■ Rail ticketing `failed': Chiang
The Taiwan High Speed Rail Corp (THSRC, 台灣高鐵) said its ticketing system has not worked properly and that repairs are continuing after three weeks of problems.
"We purchased the system under a turnkey contract, but it has failed and is not fit for our use," THSRC spokesman Arthur Chiang (江金山) said.
The principal ticket system contractor is MiTAC Inc (神通), which subcontracted work to companies including IBM Corp and Amtrak, he said.
The railway opened on Jan. 5 after a 14-month delay and has since encountered ticketing problems including double-booking and payment processing delays.
THSRC has extended half-price discounts to Jan. 31 from the original Jan. 20.
Chiang declined to say whether Taipei-based MiTAC would be penalized or whether the railway company would take other action.
The railway also has problems with entrance gates and credit-card authorization, Chiang said.
Contractors will be flown in to fix the gates because a French company installed them, he said.
■ Phone warrantees continued
Siemens AG and BenQ Corp (明基) agreed to continue warranty services for mobile phones sold under the two companies' brand names after the BenQ Mobile division, a former Siemens subsidiary, ran out of cash in September.
BenQ commissioned B2X Care Solutions GmbH to continue services for mobile phones that carry the standalone Siemens brand as well as the combined BenQ-Siemens name, Munich-based Siemens said in a statement yesterday.
■ Foreign investment hits record
Taiwan's foreign direct investment was valued at US$13.97 billion (NT$459 billion) and China-bound investment was valued at US$7.64 billion last year, both hitting record highs, according to tallies released yesterday by the Ministry of Economic Affairs.

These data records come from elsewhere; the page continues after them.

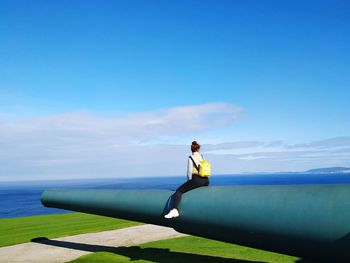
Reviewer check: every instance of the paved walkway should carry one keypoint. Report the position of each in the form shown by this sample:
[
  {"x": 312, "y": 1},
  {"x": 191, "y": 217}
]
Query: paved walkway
[{"x": 68, "y": 248}]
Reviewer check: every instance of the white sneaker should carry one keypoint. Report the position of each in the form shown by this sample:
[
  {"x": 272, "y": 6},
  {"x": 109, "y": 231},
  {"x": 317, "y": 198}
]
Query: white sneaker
[{"x": 172, "y": 213}]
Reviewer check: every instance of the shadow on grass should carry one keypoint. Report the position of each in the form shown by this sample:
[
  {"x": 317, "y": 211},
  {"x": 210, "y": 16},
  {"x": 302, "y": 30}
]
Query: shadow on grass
[{"x": 160, "y": 255}]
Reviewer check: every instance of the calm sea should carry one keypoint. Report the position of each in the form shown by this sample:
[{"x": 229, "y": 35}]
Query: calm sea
[{"x": 23, "y": 198}]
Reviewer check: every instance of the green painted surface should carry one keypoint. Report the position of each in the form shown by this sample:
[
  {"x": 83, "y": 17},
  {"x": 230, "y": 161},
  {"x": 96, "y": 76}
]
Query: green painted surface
[{"x": 311, "y": 221}]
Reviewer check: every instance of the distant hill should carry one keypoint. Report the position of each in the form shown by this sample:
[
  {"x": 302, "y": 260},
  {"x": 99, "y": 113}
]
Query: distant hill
[{"x": 330, "y": 170}]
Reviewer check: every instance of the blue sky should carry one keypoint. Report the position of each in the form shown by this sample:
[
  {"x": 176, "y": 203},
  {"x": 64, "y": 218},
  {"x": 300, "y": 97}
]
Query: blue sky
[{"x": 262, "y": 71}]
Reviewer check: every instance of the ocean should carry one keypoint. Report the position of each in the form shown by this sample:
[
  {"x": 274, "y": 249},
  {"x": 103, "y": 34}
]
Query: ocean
[{"x": 19, "y": 199}]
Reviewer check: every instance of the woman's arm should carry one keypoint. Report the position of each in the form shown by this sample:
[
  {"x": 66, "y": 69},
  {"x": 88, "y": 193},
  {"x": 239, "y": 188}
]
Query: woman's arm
[{"x": 189, "y": 169}]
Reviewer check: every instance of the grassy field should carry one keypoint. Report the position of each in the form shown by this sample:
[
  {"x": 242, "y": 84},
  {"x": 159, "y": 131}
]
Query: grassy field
[
  {"x": 187, "y": 249},
  {"x": 23, "y": 229}
]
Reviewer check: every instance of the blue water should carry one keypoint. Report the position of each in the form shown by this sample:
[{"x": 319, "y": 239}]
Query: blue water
[{"x": 23, "y": 198}]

The ministry approved a total of 1,846 foreign direct investment projects last year, with their combined value increasing 230.39 percent from the previous year, the tallies show.
The number of China-bound investment projects approved by the ministry totaled 1,090 last year, with their combined value increasing 27.22 percent from the previous year.

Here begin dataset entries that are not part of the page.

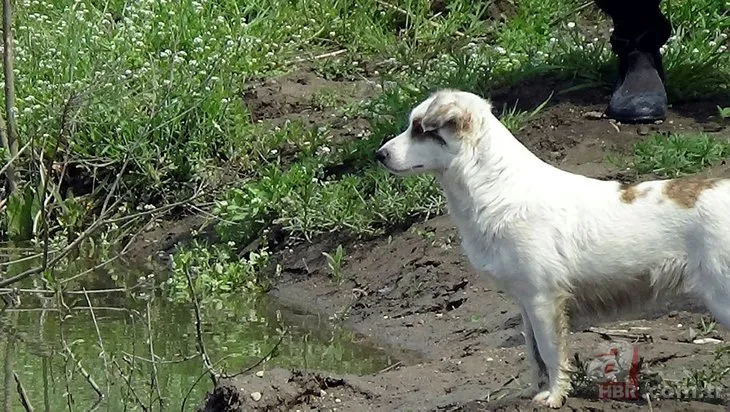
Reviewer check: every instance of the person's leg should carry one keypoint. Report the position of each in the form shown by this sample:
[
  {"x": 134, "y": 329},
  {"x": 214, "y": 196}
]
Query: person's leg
[{"x": 640, "y": 29}]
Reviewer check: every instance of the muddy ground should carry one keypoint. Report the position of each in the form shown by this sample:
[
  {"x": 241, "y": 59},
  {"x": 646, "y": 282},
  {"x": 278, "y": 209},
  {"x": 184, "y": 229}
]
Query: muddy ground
[{"x": 414, "y": 290}]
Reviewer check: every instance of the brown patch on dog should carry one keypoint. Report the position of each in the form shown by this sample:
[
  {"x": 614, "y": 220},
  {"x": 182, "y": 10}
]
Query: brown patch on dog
[
  {"x": 685, "y": 191},
  {"x": 440, "y": 115},
  {"x": 629, "y": 193}
]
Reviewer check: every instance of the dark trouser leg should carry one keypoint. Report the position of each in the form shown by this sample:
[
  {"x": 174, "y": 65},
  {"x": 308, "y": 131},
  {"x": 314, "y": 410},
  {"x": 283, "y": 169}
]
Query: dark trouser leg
[{"x": 640, "y": 29}]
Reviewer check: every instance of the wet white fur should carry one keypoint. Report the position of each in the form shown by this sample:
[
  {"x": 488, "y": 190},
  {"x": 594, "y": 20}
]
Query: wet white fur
[{"x": 554, "y": 239}]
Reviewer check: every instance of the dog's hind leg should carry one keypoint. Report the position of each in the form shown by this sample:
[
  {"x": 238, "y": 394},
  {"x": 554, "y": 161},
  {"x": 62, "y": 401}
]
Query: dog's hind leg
[
  {"x": 717, "y": 300},
  {"x": 539, "y": 375},
  {"x": 549, "y": 319}
]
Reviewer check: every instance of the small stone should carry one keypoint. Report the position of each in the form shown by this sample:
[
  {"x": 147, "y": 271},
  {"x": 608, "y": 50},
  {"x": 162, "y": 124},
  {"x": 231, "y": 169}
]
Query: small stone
[
  {"x": 593, "y": 115},
  {"x": 703, "y": 341},
  {"x": 712, "y": 127}
]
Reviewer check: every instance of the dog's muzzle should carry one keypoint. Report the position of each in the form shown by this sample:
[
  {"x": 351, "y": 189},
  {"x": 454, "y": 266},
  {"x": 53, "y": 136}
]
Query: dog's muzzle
[{"x": 382, "y": 155}]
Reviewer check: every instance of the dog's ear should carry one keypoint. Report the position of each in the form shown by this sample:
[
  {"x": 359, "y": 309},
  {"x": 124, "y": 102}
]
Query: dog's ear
[{"x": 442, "y": 114}]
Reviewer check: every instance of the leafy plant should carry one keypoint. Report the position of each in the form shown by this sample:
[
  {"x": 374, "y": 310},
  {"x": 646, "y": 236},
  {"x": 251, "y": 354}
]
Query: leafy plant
[{"x": 334, "y": 263}]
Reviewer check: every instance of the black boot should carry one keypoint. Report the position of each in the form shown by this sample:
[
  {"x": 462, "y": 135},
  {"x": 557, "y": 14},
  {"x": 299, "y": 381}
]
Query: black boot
[
  {"x": 639, "y": 95},
  {"x": 640, "y": 29}
]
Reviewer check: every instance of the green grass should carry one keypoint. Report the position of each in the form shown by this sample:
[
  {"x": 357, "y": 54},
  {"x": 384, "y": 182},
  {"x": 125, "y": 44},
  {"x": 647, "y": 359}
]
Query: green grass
[
  {"x": 678, "y": 155},
  {"x": 157, "y": 91}
]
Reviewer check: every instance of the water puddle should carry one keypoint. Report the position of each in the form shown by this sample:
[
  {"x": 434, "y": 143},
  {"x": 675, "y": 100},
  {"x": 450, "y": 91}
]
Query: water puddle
[{"x": 63, "y": 364}]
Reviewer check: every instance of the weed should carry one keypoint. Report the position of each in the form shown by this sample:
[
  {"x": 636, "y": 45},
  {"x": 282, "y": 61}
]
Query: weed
[
  {"x": 724, "y": 112},
  {"x": 709, "y": 381},
  {"x": 216, "y": 273},
  {"x": 516, "y": 120},
  {"x": 677, "y": 155},
  {"x": 334, "y": 263}
]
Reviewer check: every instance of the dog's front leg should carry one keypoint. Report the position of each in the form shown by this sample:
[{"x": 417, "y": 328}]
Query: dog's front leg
[
  {"x": 549, "y": 321},
  {"x": 538, "y": 371}
]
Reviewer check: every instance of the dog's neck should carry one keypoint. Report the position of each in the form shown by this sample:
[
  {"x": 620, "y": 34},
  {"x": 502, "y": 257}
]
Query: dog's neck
[{"x": 495, "y": 171}]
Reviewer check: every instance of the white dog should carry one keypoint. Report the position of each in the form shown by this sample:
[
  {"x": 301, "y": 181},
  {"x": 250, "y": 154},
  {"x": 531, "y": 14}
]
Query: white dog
[{"x": 558, "y": 241}]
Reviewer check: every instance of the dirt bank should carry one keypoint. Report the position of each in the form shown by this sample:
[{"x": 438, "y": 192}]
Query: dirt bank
[{"x": 414, "y": 290}]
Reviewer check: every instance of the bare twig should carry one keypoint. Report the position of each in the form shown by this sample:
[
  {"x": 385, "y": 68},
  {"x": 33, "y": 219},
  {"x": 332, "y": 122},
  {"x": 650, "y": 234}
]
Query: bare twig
[
  {"x": 161, "y": 361},
  {"x": 261, "y": 359},
  {"x": 101, "y": 341},
  {"x": 83, "y": 371},
  {"x": 9, "y": 135},
  {"x": 129, "y": 385},
  {"x": 609, "y": 334},
  {"x": 199, "y": 330},
  {"x": 21, "y": 393},
  {"x": 83, "y": 236},
  {"x": 410, "y": 15},
  {"x": 155, "y": 380},
  {"x": 570, "y": 12},
  {"x": 9, "y": 356},
  {"x": 14, "y": 158},
  {"x": 190, "y": 390}
]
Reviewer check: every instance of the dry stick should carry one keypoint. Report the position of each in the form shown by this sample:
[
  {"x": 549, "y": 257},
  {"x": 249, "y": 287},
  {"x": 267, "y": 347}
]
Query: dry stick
[
  {"x": 83, "y": 371},
  {"x": 9, "y": 77},
  {"x": 9, "y": 352},
  {"x": 162, "y": 361},
  {"x": 43, "y": 170},
  {"x": 123, "y": 252},
  {"x": 101, "y": 342},
  {"x": 575, "y": 10},
  {"x": 261, "y": 359},
  {"x": 14, "y": 158},
  {"x": 84, "y": 235},
  {"x": 155, "y": 378},
  {"x": 129, "y": 385},
  {"x": 410, "y": 15},
  {"x": 190, "y": 390},
  {"x": 258, "y": 362},
  {"x": 68, "y": 292},
  {"x": 21, "y": 393},
  {"x": 9, "y": 136},
  {"x": 199, "y": 331}
]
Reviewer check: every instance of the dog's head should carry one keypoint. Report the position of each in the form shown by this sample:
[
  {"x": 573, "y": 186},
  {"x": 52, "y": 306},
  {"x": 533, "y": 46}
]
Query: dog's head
[{"x": 440, "y": 128}]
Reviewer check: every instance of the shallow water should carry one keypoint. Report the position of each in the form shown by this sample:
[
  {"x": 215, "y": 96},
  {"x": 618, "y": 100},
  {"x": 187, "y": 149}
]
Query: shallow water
[{"x": 39, "y": 343}]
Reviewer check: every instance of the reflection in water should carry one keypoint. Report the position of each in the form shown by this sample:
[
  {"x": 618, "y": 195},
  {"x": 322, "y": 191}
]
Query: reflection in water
[{"x": 55, "y": 353}]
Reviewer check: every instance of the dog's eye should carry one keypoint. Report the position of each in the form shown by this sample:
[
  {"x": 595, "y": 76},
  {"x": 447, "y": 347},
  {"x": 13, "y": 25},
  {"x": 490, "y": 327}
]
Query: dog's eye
[{"x": 435, "y": 136}]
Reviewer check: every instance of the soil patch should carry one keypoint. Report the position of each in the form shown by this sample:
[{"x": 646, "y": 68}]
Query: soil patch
[{"x": 413, "y": 289}]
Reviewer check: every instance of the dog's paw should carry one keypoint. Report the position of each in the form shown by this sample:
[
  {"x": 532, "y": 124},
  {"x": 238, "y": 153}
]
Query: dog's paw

A total of 478 outbound investment projects were filed last year with a value amounting to US$4.32 billion, up 76.32 percent over the previous year.
■ Yue Yuen profits jump
Yue Yuen Industrial Holdings Ltd (裕元工業), the world's largest maker of sports shoes for brands such as Nike, Reebok and Adidas, said full-year profit rose 19 percent. The company attributed the rise to more shoes being sold abroad and the growth of its China retailing unit.
Net income rose to US$353.6 million in the 12 months to September from US$310 million a year earlier, the company said in a statement on Thursday. Sales increased to US$3.66 billion from US$2.7 billion.

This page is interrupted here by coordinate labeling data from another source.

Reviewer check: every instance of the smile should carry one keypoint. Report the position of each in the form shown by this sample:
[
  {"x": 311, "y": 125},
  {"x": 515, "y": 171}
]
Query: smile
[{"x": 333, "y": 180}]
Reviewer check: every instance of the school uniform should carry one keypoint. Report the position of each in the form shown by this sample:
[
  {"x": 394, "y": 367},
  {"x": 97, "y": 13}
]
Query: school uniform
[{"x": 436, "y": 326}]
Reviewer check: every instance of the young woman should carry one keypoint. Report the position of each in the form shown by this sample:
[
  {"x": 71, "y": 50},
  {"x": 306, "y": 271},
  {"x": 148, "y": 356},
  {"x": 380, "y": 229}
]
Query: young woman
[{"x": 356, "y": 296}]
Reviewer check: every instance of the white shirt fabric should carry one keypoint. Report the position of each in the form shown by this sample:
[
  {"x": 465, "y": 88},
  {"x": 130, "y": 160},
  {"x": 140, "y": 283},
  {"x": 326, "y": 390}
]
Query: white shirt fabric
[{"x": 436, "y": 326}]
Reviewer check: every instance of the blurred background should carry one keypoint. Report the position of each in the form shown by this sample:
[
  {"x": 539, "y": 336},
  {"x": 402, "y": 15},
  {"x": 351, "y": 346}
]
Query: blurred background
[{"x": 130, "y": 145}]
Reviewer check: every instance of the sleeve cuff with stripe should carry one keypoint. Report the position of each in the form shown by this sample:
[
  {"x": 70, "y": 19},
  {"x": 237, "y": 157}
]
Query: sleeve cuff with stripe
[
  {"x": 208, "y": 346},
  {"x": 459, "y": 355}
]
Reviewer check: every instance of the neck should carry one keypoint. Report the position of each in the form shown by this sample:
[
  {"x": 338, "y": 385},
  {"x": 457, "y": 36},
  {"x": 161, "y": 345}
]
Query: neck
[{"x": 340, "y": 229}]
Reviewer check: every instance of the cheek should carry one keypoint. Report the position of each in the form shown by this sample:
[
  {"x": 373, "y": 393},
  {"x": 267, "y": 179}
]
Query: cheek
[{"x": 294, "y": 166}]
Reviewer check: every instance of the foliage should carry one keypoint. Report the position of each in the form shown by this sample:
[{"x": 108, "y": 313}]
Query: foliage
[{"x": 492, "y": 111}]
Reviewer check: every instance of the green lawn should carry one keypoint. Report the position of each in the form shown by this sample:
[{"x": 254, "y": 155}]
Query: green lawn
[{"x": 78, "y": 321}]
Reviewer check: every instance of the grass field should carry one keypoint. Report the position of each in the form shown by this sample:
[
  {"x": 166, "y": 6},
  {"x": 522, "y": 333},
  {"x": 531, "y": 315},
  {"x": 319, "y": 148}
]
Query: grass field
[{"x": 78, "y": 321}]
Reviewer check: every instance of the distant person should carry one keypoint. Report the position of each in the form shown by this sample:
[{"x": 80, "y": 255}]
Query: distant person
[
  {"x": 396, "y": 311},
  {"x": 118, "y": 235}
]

Yue Yuen was founded in 1988. The family of chairman Tsai Chi-neng (蔡其能) controls Yue Yuen through Taiwan's Pou Chen Corp (寶成).
Hong Kong-listed Yue Yuen produced 196.4 million pairs of shoes in the last fiscal year, 5.6 percent more than a year earlier, and added 31 production lines, bringing the total to 373, the company said.
■ NT dollar trades lower
The New Taiwan dollar traded lower against its US counterpart yesterday because of US dollar buying from oil firms, traders said.
The local currency dropped NT$0.018 to close at NT$32.810 against the greenback on the Taipei Forex Inc.